On 4 July two ships left Japan carrying MOX fuel to be returned to BNFL’s Sellafield site in the United Kingdom. The eight fuel assemblies are being returned from Kansai Electric Power’s Takahama plant in Japan, as part of an agreement with BNFL following the discovery of falsified quality assurance data relating to the assemblies in 1999. The journey back to the UK takes the ships — the Pacific Pintail and Pacific Teal – via the Southwest Pacific and around the Cape of Good Hope.
The fuel assemblies are unirradiated and have been stored at the spent fuel pool at Takahama for the past three years. They are being transported in Excellox 4 MOX transport casks. Once the fuel has been returned, BNFL intends to recover the fissile material from the fuel and to subsequently use that material in the manufacture of new fuel.
The shipment has sparked widespread protest, with the leaders of the 78 nations represented at the Africa-Caribbean-Pacific Summit calling for an immediate end to shipments of nuclear fuel. Also, the Irish government is trying to drum up international support against the “unacceptable risk to the environment of Ireland and the health and economic well-being of its population,” according to environment minister Martin Cullen. The ships will pass through the Irish Sea at the end of their six-week voyage.

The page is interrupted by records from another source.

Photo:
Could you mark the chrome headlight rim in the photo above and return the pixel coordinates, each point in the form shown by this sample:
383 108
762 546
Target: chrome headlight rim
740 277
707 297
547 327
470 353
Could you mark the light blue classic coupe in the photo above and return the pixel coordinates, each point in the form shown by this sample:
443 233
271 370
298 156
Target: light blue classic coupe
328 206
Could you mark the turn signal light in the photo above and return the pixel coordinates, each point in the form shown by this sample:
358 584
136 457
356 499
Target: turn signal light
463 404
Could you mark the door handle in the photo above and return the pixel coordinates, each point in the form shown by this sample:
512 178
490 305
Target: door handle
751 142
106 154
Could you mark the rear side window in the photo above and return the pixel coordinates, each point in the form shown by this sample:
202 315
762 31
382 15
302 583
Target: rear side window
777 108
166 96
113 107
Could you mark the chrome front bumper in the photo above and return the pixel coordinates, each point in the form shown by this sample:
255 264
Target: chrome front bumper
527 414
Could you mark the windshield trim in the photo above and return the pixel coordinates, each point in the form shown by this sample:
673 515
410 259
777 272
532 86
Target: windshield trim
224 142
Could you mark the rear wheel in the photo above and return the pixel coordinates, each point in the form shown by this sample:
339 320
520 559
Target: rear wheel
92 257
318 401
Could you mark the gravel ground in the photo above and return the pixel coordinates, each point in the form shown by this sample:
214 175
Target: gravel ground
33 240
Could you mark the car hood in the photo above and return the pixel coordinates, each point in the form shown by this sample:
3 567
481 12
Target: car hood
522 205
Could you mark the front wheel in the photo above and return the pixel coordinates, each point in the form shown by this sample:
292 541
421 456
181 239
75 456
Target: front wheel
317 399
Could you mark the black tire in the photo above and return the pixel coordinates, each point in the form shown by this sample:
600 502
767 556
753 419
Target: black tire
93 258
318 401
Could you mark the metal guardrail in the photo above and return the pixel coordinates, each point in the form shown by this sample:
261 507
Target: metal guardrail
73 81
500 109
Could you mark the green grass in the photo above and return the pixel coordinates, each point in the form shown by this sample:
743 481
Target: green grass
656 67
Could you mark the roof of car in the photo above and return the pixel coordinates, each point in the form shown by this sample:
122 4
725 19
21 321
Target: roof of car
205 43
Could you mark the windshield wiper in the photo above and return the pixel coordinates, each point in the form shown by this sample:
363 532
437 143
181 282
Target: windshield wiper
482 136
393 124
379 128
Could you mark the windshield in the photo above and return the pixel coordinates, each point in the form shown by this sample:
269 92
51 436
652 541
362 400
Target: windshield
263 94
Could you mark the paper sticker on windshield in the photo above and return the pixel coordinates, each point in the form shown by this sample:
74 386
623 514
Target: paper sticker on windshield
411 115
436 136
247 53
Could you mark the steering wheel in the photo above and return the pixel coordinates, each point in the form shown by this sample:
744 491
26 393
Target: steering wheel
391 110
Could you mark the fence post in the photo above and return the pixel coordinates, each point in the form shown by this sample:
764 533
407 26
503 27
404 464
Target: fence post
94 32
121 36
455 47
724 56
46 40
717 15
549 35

And, predictably, Greenpeace has been doing its best to disrupt the shipments. Under cover of darkness, the Pintail and Teal had to slip through a Greenpeace blockade of 11 protest craft in the Tasman Sea. Once through, a Greenpeace inflatable boat then embarked on an eight-hour chase. The two protesters on board then jumped into the sea in front of the ships and held up a banner that read: “Nuclear Free Pacific”. One of the protestors, Ian Cohen, is a member of the upper house of the New South Wales State parliament in Australia.